前回に引き続く話です。9001規格には用語の定義として、目的という概念がないので、おおざっぱなイメージになりますが、目的は中期的な到達点、目標は短期的な到達点と考えることができます。
目的は方針と整合したものです。方針が「年率☆%の成長」であれば、目標はそれに見合う、売上高◎◎億円/上半期、◇◇億円/下半期となります。目標は、四半期・月単位・週単位等に落とし込んだ指標です。

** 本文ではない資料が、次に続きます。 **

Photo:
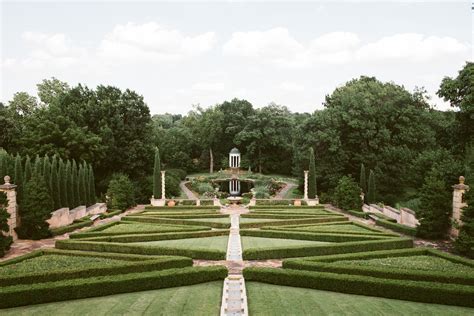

設定段階では、方針⇒目的⇒目標の順ですが、実績評価段階では、目標(に相当する実績)を積み上げたものが目的(に相当する実績)であり、目的を積み上げたものが方針の実現度合いとなるのです。半年とか一年単位で管理した場合には、未達に終わった場合の修正がききませんから、最長でも月単位で管理(実績を評価)し、小さなズレの理由(原因)を見極めて、放置しないことが重要です。不適合の管理と同じことを、目標に対して短いサイクルで繰り返すのです。そして、結果の悪さ加減を容認しないことが重要です。結果を容認するなら、むしろ次期の設定段階で目的/目標を修正するのです。

9001規格の5.6.1項(マネジメントレビュー)には「品質方針及び品質目標を含む品質マネジメントシステムの変更の必要性の評価を行う」とあります。マネジメントレビューは多くの場合、半年に1回実施ですから、頻繁に目標を変更するわけにはいきません。設定段階では熟慮し、設定したらコロコロ動かさないのです。組織を取り巻く状況・経済環境は日々変化しますが、その変化に振り回されない努力も不可欠です。(経営者には、小さな変化を見逃さず、変化を先取りする力も要求されていますから単純な話ではないのですが)

"Control"の日本語として、「管理」は、現状がどういう状態であるかを把握していれば、とりあえず合格です。しかし"Control"の本来の意味としては、「支配」「統制」「制御」があり、考えている方向からずれていれば、正しい方向に進むように修正する機能=フィードバック機能がなければいけないのです。統計的品質管理の場合には、間違いなくフィードバック機能がついていて、統計的にみて逸脱している場合には、修正(プロセスの変更)を行うのですが、マネジメントシステムの「管理」の場合にはその機能を発揮させていないケースが多々見られます。

マネジメントシステムを有効なものにするには、まず、トップマネジメントが組織をどの方向にもっていきたいかという方針を立てること、方針を中期の目的に置き換えること、部門階層ごとに方針・目的を理解して、短期の目標に置き換えトップの承認を得ることで、組織全体の共通理解になります。この段階で「目標」は必達目標となるのです。あとは実行あるのみ、実現/達成を目指して努力するのです。
努力といっても目新しいことをしようというのではないのです。実施すべきプロセスは決まっています。手順書という形で文書になっているかどうかは問題ではなく、手順通りにプロセスを実行するのです。手順がなければ、9001規格の4.1項の要求事項を満たせないからです。手順通りにプロセスを実行しているのに、結果が出ないのは、設定したプロセスが正しくない(最善ではない)ことを示唆しています。プロセスを修正することを検討すべきです。

QMSの起点は、目的、目標と考えます。方針と同様、あればよい、というものではないのです。